Just before noon the pagers activated with news of a search. We were to respond to the CDF fire station in Garner Valley. I was the first to arrive, and there I interviewed Robert Bracken, 18, of Riverside. On Monday, Rob and eight other friends started out from Garner Valley and hiked to the Desert Divide. According to Rob, the group became separated on Tuesday. Late in the day Rob had voice contact with two of the party. They were separated by heavy brush below the ridge. They stated that one person was slightly injured and a third member of this particular group had tried to make it out on his own. Five more persons were unaccounted for.

As team members gathered and loaded gear, a light rain began to fall. A helicopter was requested, and Steve DeJesus from Landells Aviation responded with a Bell Jet Ranger. On the first flight out we flew over the top to the divide. Rain was falling on the southern side of the range, but on the northern side it had stopped raining and was only clouded over. After a short time smoke was spotted down a ridge. There were the two that Rob had shouted to a day earlier. Steve found a boulder several hundred feet above the pair, and let off Ray Hussey and Eric Townsend. As they made their way down t o the pair, we returned to base. Once back, we learned that five of the nine had hiked out the day before and returned to Riverside. So now we were down to one missing person. Teams were put out near and below where we had located the two hikers, and the Palm Springs Mounted Police was activated to search Palm Canyon below our search area. As teams searched through the day, more was learned about the group. It seems that some did not have the best of records.

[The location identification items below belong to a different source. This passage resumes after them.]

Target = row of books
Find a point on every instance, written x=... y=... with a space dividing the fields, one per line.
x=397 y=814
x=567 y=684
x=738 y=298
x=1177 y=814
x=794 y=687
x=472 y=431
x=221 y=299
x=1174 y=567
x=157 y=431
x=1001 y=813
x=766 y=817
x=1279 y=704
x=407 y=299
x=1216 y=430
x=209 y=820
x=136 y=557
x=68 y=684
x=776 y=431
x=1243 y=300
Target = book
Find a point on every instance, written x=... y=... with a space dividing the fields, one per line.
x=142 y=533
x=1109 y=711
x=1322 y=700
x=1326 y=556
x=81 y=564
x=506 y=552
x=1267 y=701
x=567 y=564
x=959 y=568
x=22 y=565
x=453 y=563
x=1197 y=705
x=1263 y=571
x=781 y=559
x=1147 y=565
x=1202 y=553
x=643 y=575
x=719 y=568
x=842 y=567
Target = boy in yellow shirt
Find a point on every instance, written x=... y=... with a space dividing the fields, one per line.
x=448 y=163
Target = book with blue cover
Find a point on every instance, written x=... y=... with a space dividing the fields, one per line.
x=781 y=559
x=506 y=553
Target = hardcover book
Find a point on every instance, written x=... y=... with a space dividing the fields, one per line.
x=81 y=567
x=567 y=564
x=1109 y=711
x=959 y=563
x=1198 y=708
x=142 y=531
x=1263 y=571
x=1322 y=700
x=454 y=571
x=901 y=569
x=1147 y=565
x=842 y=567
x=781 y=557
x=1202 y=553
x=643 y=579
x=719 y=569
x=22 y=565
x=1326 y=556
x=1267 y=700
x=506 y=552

Now why would a group go out on a pleasure hike with poor gear into an area that offered little to the amateur. We quickly learned why. Bill Blaschko and Henry Negrete wandered into a marijuana plantation, one of considerable size. It was not an abandoned farm as there were multiple tents, sleeping an d food gear, supplies for watering the plants complete with a book on how to grow. This was more than alarming, and I quickly dispatched Steve to pick up Bill and Henry. It was now late in the day, and as we discussed how we could perform a search under these unusual conditions, we were notified that the missing man had been located by the Palm Springs Mounted Police in Palm Canyon (the canyon which drains the northern slope of the Desert Divide.) For us the search was over, but for the Sheriff, the job was just beginning.